How to get all repeating groups in regex expression (python)-CodePudding

I have a fixed width piece of data which can be repeated any number of times, embedded in XML.

each piece of data is of the format:

2234599999920210930

So 5 digits, followed by 6 digits, followed by 8 digits.

So it could also be:

11111222222333333334444455555566666666

Where 2 sets of fixed width data has been entered.

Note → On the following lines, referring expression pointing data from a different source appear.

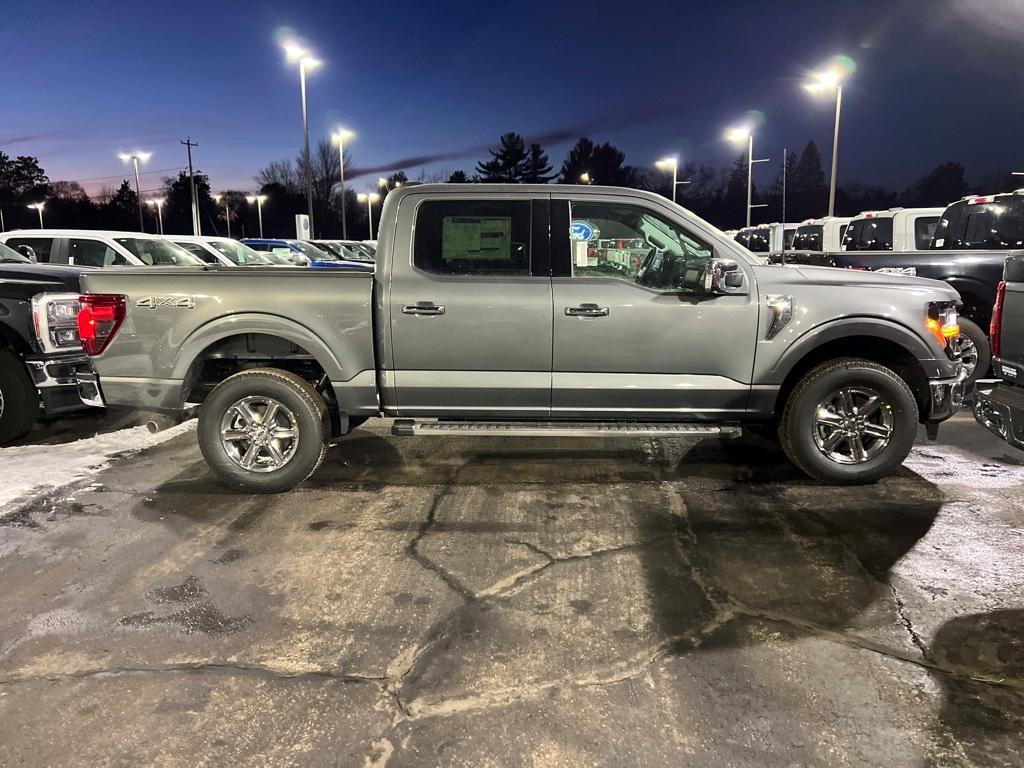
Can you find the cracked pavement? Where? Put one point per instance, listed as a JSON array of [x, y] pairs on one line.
[[484, 601]]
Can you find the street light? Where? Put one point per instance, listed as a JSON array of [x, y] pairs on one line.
[[370, 200], [339, 137], [227, 213], [159, 203], [738, 135], [258, 200], [672, 164], [822, 82], [39, 210], [296, 52], [135, 158]]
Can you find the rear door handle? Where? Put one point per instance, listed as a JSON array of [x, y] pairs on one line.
[[587, 310], [423, 307]]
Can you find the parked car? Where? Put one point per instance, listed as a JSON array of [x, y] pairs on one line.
[[765, 239], [894, 229], [96, 248], [820, 235], [477, 321], [301, 252], [1000, 410], [41, 356], [220, 251]]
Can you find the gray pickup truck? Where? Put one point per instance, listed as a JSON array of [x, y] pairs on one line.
[[531, 310]]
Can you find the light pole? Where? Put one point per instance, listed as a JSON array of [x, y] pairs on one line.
[[370, 199], [258, 200], [227, 212], [738, 135], [136, 158], [821, 82], [159, 203], [340, 136], [671, 164], [296, 52], [39, 210]]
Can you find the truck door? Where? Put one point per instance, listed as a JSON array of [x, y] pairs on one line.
[[636, 335], [470, 306]]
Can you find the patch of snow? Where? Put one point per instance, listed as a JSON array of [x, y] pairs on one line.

The data always resides between the same tags:

<content>12345999999202109302234599999920210930</content>

I want to get each group of data out with the subgroups named, id1, id2, id3. So for my second example I would have:

id1 : 11111
id2 : 222222
id3 : 33333333

id1 : 44444
id2 : 555555
id3 : 66666666

I have tried:

<content.*>((?P<id1>[a-zA-Z0-9]{5})(?P<id2>[a-zA-Z0-9]{6})(?P<id3>[a-zA-Z0-9]{8})) <\/content>

Which finds the data between the content, but only ever gives me the last set of groups.

An example is at

https://regex101.com/r/We49Sc/1

Any help really appreciated

CodePudding user response：

Obligatory don't use regex with HTML.

That aside, if you do use an XML/HTML parser to get the contents of the <content> tags and you can guarantee that you only have fixed length strings, you're probably better just splitting that into fixed lengths as expected by your format.

>>> x = "qwertyui"
>>> chunks, chunk_size = len(x), len(x)/4
>>> [ x[i:i chunk_size] for i in range(0, chunks, chunk_size) ]
['qw', 'er', 'ty', 'ui']

Split string into fixed lengths - Alexander

CodePudding user response：

You really should be using an XML parser. But I present the following for any instructive value it might have for those situations where using an XML parser would not be applicable:

If you use the regex package installable from the PYPI repository, additional regex capabilities are provided that are available with the regex engines that come with the PHP and Perl languages.

See Regex Demo

import regex as re

# Use re.X (re.VERBOSE) flag where whitespace within the pattern is ignored
# and you can add comments:
pattern = """(?x)
(?:
    <content[^>]*>      # Matches '<content ...>
    |                   # OR
    \G                  # Either the start of the search (start of string) of the last match
    (?!\A)              # But not the start of string -- so therefore the only last match
)
\K                      # Don't match anything prior to this point
(?P<id1>[0-9]{5})
(?P<id2>[0-9]{6})
(?P<id3>[0-9]{8})
(?=.*</content>)        # followed eventually by </content>
"""

s = '<content>12345999999202109302234599999920210930</content>'

for m in re.finditer(pattern, s):
    print(m['id1'], m['id2'], m['id3'])
# or
print(re.findall(pattern, s))

Prints:

12345 999999 20210930
22345 999999 20210930
[('12345', '999999', '20210930'), ('22345', '999999', '20210930')]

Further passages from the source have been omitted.